EXAMPLES OF NARROW STRIKE-SLIP FAULTS THROUGH THE CRUST INDICATED BY GEOLOGIC AND GEOPHYSICAL EVIDENCE

One of the major debates over the three-dimensional geometry of major strike-slip faults focuses on width of the deformation zone with depth, particularly below the seismogenic zone. The traditional view of very localized slip on anastomosing strands in the brittle zone and progressively wider diffuse deformation with depth implies strain does not remain highly localized below the brittle-plastic transition. Another debate is how oblique slip is accommodated at depth: does the fault remain subvertical with oblique displacement or do low-angle high strain zones develop to transfer the oblique component away from the strike-slip fault? We integrate geologic studies with geophysical results from major strike-slip faults in Alaska and Argentina to examine these questions.

Our structural, metamorphic and geochronologic studies document that amphibolite facies rocks exhumed in ancient and active strike-slip fault systems show narrow (<100 m) sub-vertical mylonite-ultramylonite zones at the boundaries between rock units with strongly contrasting tectonic history. We interpret the ultramylonite zones as the subvertical continuation of the main slip strand of the brittle fault. Zones of low-angle faults that have similar metamorphic and thermochronologic histories often are closely associated with the subvertical fault but are not found to offset the main strand. Other examples show narrow (< 2 km wide) lozenges of amphibolite grade rocks with mylonitic boundaries juxtaposed along brittle faults within an overall brittle fault zone. These examples require a narrow zone of focused high strain connecting the mid-lower crust directly with the anastomosing fault strands in the brittle crust.

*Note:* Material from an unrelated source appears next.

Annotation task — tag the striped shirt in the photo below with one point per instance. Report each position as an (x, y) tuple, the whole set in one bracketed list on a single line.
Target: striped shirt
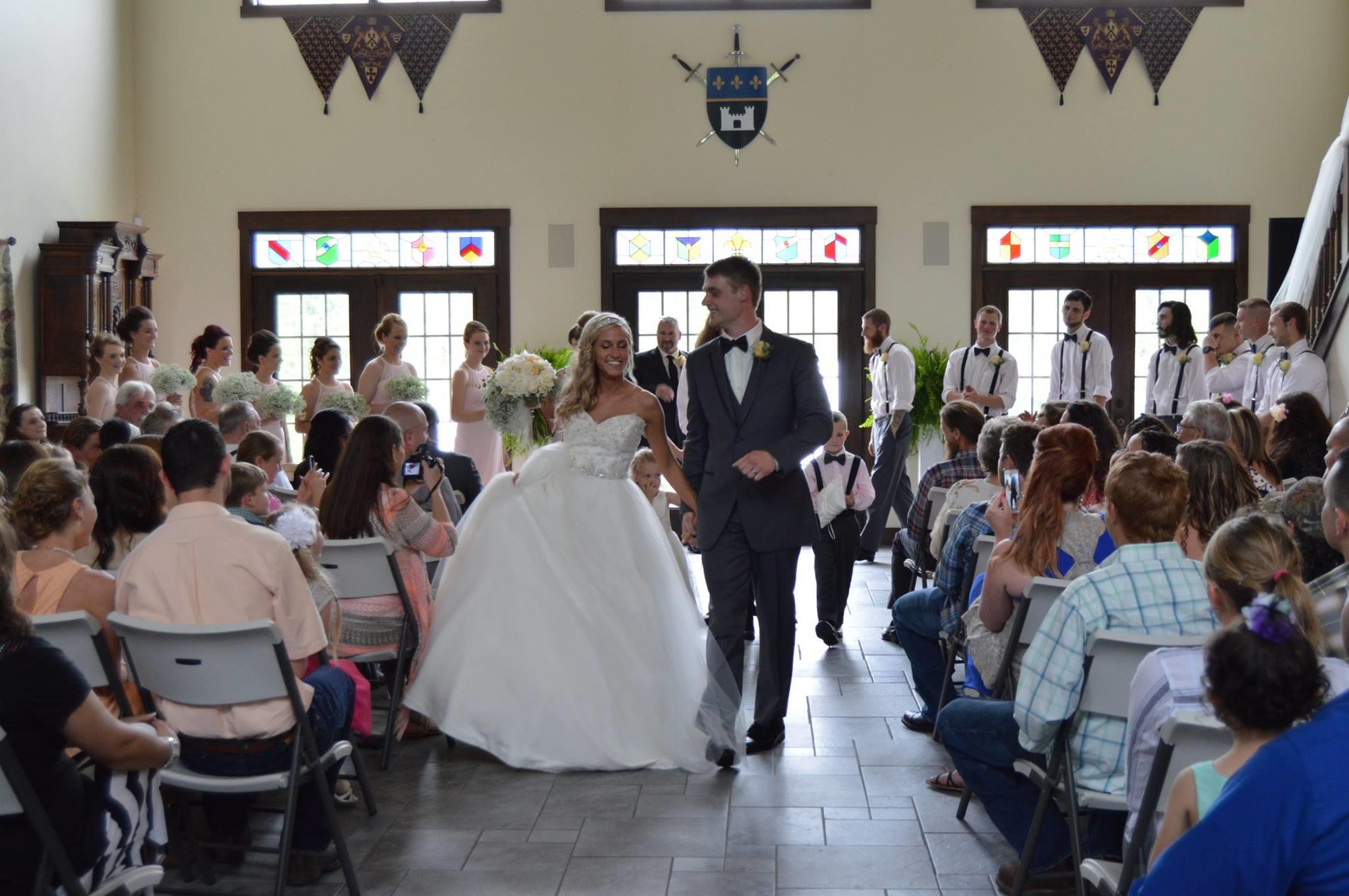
[(1144, 589)]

Several lines of geophysical results support the interpretation that the faults can remain subvertical through the crust. The main lines of evidence include truncated magnetic anomalies and offset Moho boundaries that occur directly beneath the surface expression of major high-angle faults. These are more common on active systems but also occur beneath ancient lineaments, indicating that these crustal-scale vertical offsets can persist in the lithosphere over 100s of millions of years.